Cars are fast becoming necessities rather than luxuries. Owning a car could save you much more than you can imagine. Think about how much you would save from boarding public transport every day to work and back home, the dilemma of missing the next bus or train, and so on. A car can even serve as a source of income if you are okay with using it to run pick-ups and similar hustles. Yet because a car can be costly, this guide will show the different ways to fund your car purchase. Read on to find out more.
1. Using a personal loan
Personal loans are available from finance providers, cooperative societies, or banks. Loan approval may sometimes depend on your credit rating. There are also companies offering bad credit car loans. With personal loans, you can spread the payment duration between one and seven years. It is better not to put your house as collateral, though, to avoid repossession if you cannot keep up with repayment. Using personal loans to purchase a car is advantageous because you own the car right from the start of your loan and can use it for any purpose you want. It is probably the best and cheapest option next to paying with cash in terms of the total cost.
2. Buying with cash
Buying a car in cash is the simplest and easiest way, especially if you want to avoid taking loans. You get your car immediately as soon as you pay for it and it becomes all yours. You would not have to worry about loan repayments or owing to any debt. You also have the freedom of choosing what to do with the car and could even sell it off if your circumstances change. However, paying for a car with your hard-earned cash comes with other expenses like maintenance, insurance, road tax, etc., so ensure you have enough to cover all of these.
3. Credit scores:
If you cannot use cash to buy your car, you may decide to buy using credit. You can get a good deal if you have a good credit score. However, be careful not to get what your credit score allows but what you can afford instead. Do the necessary calculations and be sure you can make repayment as and when due.
4. Hire purchase:
This is a method of purchasing a car where you secure a loan against the car. This works by paying a deposit (usually 10%) and then a fixed amount monthly over an agreed and specified time. In this case, however, you do not own the car until you make the final payment. If you fail to make the complete payment within the specified time, you could lose the car. Hire purchases are often arrangements made with car dealers and the best rates come with new cars. A disadvantage of hire purchases, though, is that they tend to be more expensive for a short-term agreement.

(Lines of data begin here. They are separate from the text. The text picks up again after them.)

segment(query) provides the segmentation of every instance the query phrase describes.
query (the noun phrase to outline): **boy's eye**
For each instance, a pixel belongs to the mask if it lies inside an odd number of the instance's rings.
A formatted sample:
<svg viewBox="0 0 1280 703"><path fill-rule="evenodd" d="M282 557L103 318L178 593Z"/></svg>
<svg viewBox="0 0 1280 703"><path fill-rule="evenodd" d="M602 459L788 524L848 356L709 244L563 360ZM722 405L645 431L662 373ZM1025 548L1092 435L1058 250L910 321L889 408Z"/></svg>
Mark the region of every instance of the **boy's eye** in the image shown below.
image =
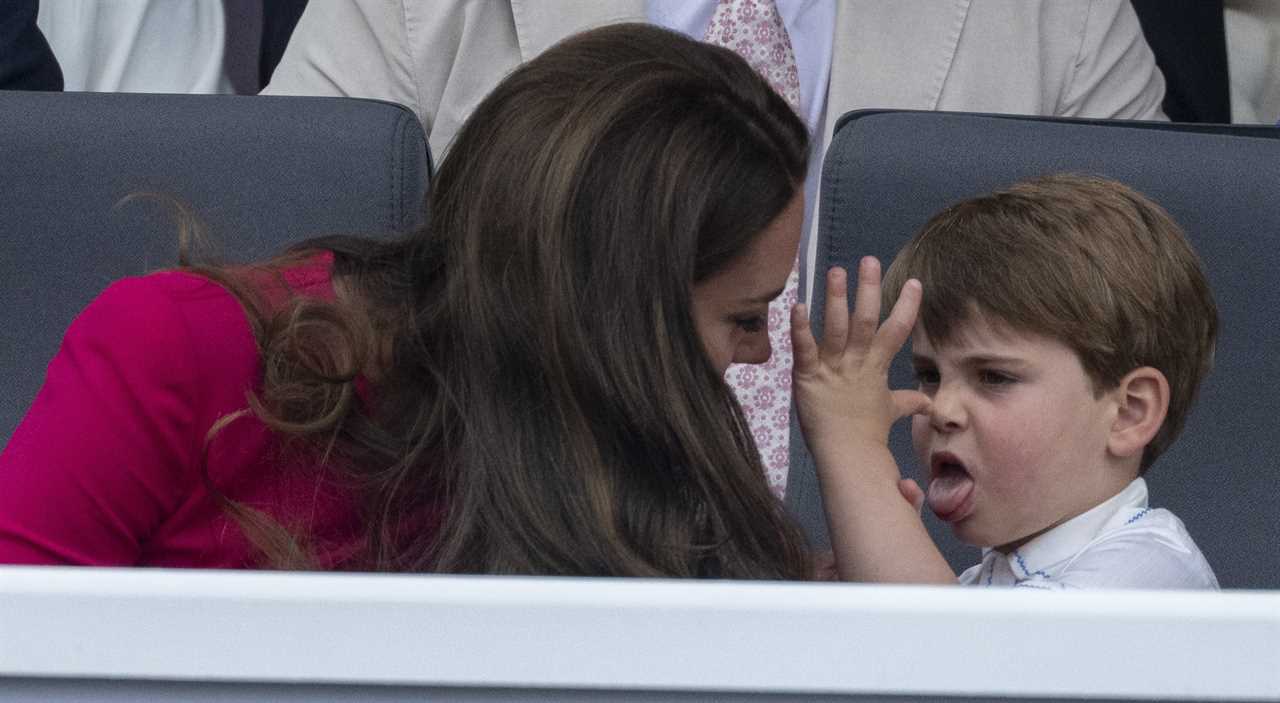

5. Personal contract purchase (PCP)
A major difference between the PCP and hire purchase is that with the former, you have lower monthly payments compared to the latter. Although, the eventual total amount is higher with PCPs most of the time. With PCP, you get a loan based on the difference between the current brand-new price and the predicted price of the car by the hire agreement’s end. After the agreed duration of ownership, you can either have the car returned to the dealer, use the resale value to purchase a new vehicle, or pay the value for the resale and keep it.
6. Credit card
You could also use a credit card to pay all or part of the price of your next car. This will give you extra security if anything goes wrong. However, you must meet your monthly card payments. One drawback to using credit cards for purchase is that some dealers do not accept credit cards at all, while some could charge a handling fee of up to 3%. Additionally, the interest could be higher with credit cards. You would even be lucky to get 0% interest deals.
7. Peer-to-Peer loans:
Also known as social lending, this allows you to borrow from people without involving banks or other lenders. A good credit score remains a requirement for getting the best rates on peer-to-peer loans. Missed payments should also be avoided to maintain your crediting ratings. At times, peer-to-peer loans offer better interest rates than banks, although this is not always the case as interest rates also depend on credit scores.
Before making a final choice on which option you want to use to purchase your next car, ensure that you can afford the monthly payments not just at the moment but until the end of the agreement. Consider the cost of maintenance, tax, and insurance, too.